Il s’agissait de la dernière opération de construction sur ce secteur, qui comptait huit lots, essentiellement du logement, avec deux immeubles de bureaux.
Avec le bâtiment du 122 rue de Saussure, l’enjeu était de faire la liaison entre le secteur Saussure de la ZAC des Batignolles, qui comprend des constructions modernes et hétéroclites, et le secteur Pereire, plutôt ancien et haussmannien.

Quels ont été vos partis pris ?

Je voulais offrir une traduction contemporaine des immeubles haussmanniens, qui se trouvent juste à côté. Pour cela, je me suis inspiré de la façon dont ils sont structurés, en me servant, pour la peau, d’un béton brut, c’est-à-dire non ravalé. Je voulais également que, depuis la rue, on puisse voir le parc voisin à travers le bâtiment, et qu’il y ait une ligne de ciel découpée en hauteur.
L’idée était donc de creuser le bâtiment à la fois en bas et en haut. Le résultat donne une forme complexe et riche, avec un jeu autour de matériaux naturels, notamment le bois pour adoucir le béton et conférer au projet un caractère résidentiel.

Pourquoi le choix du noir, qui peut paraître un peu radical ?

J’apprécie particulièrement l’œuvre de Pierre Soulages et sa série Outrenoirs, où, à partir du noir, le peintre fait émerger des couleurs. J’ai fait le lien avec ce peintre en raison de la présence, à proximité du site, d’un immeuble noir et d’un lot complètement blanc.
À partir de là, il y avait une recherche possible autour du noir, une réflexion à mener sur la lumière. Et pour que le béton vibre, j’ai choisi de ne pas mettre de finition.

Quels sont les atouts du béton utilisé en façade ?

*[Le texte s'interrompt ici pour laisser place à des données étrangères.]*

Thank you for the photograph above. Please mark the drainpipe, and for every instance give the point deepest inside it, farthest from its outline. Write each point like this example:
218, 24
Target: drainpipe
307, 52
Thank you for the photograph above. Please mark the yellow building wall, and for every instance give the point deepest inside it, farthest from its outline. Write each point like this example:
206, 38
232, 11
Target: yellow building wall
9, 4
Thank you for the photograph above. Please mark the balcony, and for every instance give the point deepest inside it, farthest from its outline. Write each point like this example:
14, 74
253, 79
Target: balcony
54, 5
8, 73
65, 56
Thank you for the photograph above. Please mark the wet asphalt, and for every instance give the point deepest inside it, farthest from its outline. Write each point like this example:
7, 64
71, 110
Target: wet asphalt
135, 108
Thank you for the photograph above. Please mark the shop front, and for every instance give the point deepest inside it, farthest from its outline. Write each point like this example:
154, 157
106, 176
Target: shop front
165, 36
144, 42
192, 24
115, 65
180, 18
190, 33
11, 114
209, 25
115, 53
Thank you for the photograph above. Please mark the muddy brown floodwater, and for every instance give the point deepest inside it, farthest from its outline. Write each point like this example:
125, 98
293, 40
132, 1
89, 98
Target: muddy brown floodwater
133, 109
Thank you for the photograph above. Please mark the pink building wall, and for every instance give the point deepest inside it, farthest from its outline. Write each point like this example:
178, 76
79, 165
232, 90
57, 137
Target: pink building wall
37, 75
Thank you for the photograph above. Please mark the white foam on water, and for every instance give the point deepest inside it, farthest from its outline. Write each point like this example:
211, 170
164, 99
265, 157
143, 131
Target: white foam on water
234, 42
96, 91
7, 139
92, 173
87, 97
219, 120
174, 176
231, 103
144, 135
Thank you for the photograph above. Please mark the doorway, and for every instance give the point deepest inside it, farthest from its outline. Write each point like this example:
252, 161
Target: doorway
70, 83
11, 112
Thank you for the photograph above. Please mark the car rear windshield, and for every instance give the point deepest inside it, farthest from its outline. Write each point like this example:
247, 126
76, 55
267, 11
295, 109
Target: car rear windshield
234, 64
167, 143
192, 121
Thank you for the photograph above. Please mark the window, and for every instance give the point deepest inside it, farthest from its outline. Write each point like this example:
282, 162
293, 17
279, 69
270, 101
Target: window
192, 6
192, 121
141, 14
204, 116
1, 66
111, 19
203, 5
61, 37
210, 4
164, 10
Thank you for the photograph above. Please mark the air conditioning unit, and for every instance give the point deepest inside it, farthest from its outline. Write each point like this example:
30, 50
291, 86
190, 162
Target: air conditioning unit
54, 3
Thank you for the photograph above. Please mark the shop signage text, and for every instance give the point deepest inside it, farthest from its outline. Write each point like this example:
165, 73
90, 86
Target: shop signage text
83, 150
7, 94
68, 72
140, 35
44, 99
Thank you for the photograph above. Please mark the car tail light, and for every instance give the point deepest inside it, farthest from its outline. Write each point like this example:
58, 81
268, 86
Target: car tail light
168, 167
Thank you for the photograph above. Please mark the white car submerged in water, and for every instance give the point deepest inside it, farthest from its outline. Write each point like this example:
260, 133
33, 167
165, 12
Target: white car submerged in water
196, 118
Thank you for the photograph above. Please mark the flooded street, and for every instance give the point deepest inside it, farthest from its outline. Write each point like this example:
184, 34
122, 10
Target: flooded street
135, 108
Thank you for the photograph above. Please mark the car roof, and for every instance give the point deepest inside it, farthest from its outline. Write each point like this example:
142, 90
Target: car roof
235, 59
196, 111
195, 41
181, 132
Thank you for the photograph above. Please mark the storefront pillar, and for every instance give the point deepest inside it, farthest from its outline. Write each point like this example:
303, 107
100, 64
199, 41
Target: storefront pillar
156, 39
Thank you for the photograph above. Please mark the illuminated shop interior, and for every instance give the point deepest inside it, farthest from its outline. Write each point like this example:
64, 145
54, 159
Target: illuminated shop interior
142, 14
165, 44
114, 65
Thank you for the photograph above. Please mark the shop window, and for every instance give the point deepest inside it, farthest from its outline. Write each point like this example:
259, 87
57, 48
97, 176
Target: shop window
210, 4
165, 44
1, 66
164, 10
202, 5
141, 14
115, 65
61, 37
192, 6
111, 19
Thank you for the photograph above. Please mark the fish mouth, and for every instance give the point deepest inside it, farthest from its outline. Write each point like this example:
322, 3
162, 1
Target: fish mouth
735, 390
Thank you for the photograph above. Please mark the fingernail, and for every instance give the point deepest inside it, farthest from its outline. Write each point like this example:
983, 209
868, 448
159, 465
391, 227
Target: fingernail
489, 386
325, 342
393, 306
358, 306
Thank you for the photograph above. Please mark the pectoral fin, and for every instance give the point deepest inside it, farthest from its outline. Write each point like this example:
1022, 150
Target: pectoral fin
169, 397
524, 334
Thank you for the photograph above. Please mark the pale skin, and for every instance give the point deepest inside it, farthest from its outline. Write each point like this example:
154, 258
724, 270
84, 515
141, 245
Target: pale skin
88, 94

Il est extrêmement performant. Nous avons cherché la nuance de noir la plus optimum possible pour l’expression du projet, et pour que les phénomènes de calcification viennent l’enrichir.
De plus, il est autonettoyant, ce qui signifie qu’il n’y aura pas d’effet de moisissure sur la façade. Au-delà de ça, si on peut faire l’économie d’enduits, d’artifices, c’est préférable. Pour ma part, j’emploie le strict minimum en termes de matériaux, je fais en sorte qu’une façade ne nécessite pas d’entretien, etc. Tout cela est en faveur de l’écologie.

 


Par Charles Legueltel, le 09/05/2018.